Очарованные Енисеем - страница 22
На третью осень я уезжал из Мирного с Олегом в первых числах октября, когда сухой снежок уже лежал по берегу Енисея и с серебрёного небосвода лился в душу рассеянный свет осени. До безумья хотелось остаться здесь жить. И я всё спрашивал, далеко ли здесь горы – мне не хватало их, как в Туве тайги. Сопки начинались верстах в ста к востоку.
Приближалось окончание института, и нам с женой предложили в Мирном постоянную работу.

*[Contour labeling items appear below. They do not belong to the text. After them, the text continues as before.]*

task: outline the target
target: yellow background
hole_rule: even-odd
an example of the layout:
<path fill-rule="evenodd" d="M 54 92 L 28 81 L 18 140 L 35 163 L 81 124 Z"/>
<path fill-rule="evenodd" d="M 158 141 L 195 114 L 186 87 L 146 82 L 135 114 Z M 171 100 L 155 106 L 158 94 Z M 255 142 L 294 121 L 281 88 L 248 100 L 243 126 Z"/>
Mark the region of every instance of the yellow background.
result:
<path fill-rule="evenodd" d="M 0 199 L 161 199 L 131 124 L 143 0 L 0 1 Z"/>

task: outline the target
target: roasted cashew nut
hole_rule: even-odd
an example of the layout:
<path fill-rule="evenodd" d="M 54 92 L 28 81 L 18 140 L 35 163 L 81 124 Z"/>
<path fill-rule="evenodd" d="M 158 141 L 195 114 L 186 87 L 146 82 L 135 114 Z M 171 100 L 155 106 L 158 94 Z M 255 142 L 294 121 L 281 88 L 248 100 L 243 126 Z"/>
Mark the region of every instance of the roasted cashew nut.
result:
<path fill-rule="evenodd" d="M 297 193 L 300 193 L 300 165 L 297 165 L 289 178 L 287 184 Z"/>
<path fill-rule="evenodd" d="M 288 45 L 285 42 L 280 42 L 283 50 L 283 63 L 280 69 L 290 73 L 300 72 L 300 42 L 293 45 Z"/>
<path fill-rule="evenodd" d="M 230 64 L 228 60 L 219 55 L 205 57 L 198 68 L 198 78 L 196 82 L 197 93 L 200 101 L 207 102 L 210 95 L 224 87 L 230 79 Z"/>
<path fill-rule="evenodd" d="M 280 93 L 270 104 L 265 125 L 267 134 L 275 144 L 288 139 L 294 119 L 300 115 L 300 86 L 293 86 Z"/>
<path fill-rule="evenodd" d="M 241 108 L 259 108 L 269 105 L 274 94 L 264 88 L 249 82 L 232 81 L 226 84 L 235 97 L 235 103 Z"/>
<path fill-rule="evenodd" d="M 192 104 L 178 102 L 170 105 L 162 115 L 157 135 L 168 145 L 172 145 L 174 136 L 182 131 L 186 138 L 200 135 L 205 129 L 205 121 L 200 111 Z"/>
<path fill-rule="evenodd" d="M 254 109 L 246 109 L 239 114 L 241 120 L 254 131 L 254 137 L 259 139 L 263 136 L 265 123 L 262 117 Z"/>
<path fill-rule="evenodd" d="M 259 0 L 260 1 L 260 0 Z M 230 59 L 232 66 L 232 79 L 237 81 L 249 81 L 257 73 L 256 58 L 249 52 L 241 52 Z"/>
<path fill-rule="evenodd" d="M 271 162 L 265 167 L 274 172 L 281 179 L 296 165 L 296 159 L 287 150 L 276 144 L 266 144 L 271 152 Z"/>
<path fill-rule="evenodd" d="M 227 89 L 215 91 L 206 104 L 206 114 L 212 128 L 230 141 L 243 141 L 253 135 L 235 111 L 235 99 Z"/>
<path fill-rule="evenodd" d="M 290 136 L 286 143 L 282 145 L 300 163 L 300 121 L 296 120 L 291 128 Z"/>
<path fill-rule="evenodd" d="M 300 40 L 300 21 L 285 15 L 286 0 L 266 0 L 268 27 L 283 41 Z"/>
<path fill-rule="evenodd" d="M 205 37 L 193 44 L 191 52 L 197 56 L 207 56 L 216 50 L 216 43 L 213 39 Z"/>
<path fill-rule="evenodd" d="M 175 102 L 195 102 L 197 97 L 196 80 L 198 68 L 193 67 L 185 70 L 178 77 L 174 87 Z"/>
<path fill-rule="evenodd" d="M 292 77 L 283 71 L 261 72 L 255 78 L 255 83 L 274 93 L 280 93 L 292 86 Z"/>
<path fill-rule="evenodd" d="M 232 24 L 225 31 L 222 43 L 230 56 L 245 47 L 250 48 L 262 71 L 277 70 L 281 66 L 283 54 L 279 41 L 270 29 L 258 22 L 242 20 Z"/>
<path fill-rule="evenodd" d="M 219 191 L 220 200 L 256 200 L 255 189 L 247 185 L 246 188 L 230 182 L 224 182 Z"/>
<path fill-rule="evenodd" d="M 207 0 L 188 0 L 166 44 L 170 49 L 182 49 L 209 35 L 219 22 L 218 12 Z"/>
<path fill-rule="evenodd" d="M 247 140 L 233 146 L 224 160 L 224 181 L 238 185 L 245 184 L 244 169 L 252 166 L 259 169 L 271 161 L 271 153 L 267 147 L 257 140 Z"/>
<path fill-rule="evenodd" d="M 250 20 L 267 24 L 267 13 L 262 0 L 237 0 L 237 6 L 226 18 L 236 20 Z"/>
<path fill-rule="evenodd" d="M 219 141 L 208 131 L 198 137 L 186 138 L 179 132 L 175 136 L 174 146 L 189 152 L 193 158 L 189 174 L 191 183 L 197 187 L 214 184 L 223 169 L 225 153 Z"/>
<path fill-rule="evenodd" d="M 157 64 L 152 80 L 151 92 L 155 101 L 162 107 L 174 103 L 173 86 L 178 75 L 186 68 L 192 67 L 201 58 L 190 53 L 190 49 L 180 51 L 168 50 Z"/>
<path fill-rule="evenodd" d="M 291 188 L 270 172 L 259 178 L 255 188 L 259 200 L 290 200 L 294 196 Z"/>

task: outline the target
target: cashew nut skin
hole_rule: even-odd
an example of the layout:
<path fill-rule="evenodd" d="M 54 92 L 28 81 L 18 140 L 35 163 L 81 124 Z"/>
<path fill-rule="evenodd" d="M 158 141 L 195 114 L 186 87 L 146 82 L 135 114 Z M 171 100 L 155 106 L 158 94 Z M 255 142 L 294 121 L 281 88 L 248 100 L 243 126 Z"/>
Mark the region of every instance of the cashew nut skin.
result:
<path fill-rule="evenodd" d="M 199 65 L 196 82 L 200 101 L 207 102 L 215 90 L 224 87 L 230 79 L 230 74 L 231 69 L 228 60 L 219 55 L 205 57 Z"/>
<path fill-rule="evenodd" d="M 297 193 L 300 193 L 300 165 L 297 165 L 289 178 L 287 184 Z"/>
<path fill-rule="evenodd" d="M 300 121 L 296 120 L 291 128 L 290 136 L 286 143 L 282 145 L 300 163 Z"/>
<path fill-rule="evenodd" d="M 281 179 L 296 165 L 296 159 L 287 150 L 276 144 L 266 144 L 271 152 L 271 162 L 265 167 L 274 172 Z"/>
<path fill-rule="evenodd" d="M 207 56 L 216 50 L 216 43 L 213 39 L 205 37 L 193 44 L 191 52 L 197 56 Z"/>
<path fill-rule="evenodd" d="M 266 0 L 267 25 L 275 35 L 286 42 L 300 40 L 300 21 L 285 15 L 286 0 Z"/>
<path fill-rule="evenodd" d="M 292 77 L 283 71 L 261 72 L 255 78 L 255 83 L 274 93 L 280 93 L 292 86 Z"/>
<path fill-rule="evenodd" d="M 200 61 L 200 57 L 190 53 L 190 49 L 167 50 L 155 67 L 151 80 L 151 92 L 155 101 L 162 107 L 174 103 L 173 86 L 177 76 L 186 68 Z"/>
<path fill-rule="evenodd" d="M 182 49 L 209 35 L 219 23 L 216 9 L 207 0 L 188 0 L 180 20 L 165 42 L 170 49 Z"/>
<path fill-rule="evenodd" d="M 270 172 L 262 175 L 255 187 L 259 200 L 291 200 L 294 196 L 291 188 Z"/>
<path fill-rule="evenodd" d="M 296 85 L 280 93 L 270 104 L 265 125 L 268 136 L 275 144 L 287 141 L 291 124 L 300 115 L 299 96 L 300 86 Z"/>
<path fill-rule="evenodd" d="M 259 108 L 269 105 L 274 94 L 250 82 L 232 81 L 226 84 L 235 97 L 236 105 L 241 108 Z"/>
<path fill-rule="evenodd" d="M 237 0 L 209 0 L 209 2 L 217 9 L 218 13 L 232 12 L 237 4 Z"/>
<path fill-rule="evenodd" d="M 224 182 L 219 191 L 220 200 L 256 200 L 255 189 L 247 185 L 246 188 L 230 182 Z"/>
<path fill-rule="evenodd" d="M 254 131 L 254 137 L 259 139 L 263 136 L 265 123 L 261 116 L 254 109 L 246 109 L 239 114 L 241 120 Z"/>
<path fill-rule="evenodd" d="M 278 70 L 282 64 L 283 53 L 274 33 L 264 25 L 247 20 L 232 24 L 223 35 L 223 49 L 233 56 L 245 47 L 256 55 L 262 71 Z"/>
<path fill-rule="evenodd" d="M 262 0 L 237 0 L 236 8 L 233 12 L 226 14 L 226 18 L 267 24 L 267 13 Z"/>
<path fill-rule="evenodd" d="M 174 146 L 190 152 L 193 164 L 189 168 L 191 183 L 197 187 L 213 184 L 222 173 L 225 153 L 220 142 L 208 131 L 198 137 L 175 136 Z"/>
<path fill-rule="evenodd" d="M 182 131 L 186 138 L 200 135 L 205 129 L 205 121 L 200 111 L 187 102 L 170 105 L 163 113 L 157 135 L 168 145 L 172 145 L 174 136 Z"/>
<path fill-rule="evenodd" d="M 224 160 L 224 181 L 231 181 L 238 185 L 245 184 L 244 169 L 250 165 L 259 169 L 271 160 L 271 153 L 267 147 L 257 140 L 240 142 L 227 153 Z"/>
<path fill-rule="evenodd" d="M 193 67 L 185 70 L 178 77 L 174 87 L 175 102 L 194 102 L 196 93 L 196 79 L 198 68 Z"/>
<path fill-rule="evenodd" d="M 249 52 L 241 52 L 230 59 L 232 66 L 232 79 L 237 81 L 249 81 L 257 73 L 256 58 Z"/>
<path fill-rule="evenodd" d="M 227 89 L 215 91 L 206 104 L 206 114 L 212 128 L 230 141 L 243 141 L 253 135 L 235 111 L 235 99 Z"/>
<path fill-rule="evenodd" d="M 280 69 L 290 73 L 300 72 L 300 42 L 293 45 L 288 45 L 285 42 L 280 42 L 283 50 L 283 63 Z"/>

Летом я помогал Олегу с учётами, но чаще меня отправляли на орнитологические обследования края: провести учёты птиц, узнать, кто из пернатых где живёт и в каком количестве. За одно короткое лето 1982 года я побывал в Эвенкии и на Таймыре. На реке Столбовой, притоке Подкаменной Тунгуски, мы проводили обследование территории будущего Центрально-Сибирского заповедника. От меня требовалось подготовить лодку с мотором, снаряжение, бензин, вывезти всё это на поляну за посёлком и ждать вертолёта. Дело было в конце мая, я всё вывез и приготовил, и осталось только подцепить «дистанционку» к мотору, который уже висел на транце «Прогресса». Сундучок с ключами стоял у транца. Проснулся я утром от топота тёти Шуры и крика: «Миса, вертолёт летит!» Словно задели в небе иссохшую до звона щепу, и она нарастает рыком, грозной монотонностью. «Это не тот! Тот завтра! Сегодня 29-е!» В телеграмме от начальника стоял прилёт 30 мая. Пока я натягивал портки, вертолёт уже прогрохотал над посёлком и пошёл на посадку. Я побежал к поляне и увидел, что вертолёт сидит, заглушив двигатели, и из него неуклюже вылезает кто-то районный в сером плаще. На жухло-серой травке стоит наш начальник в новом со склада штормовом костюме, топчутся пилоты. Кто-то что-то выгружает. Но главное – мой «Прогресс» лежит перевёрнутый метрах в двадцати от своего места. Делегация солидно и смущённо мнётся по поляне, прячет глаза.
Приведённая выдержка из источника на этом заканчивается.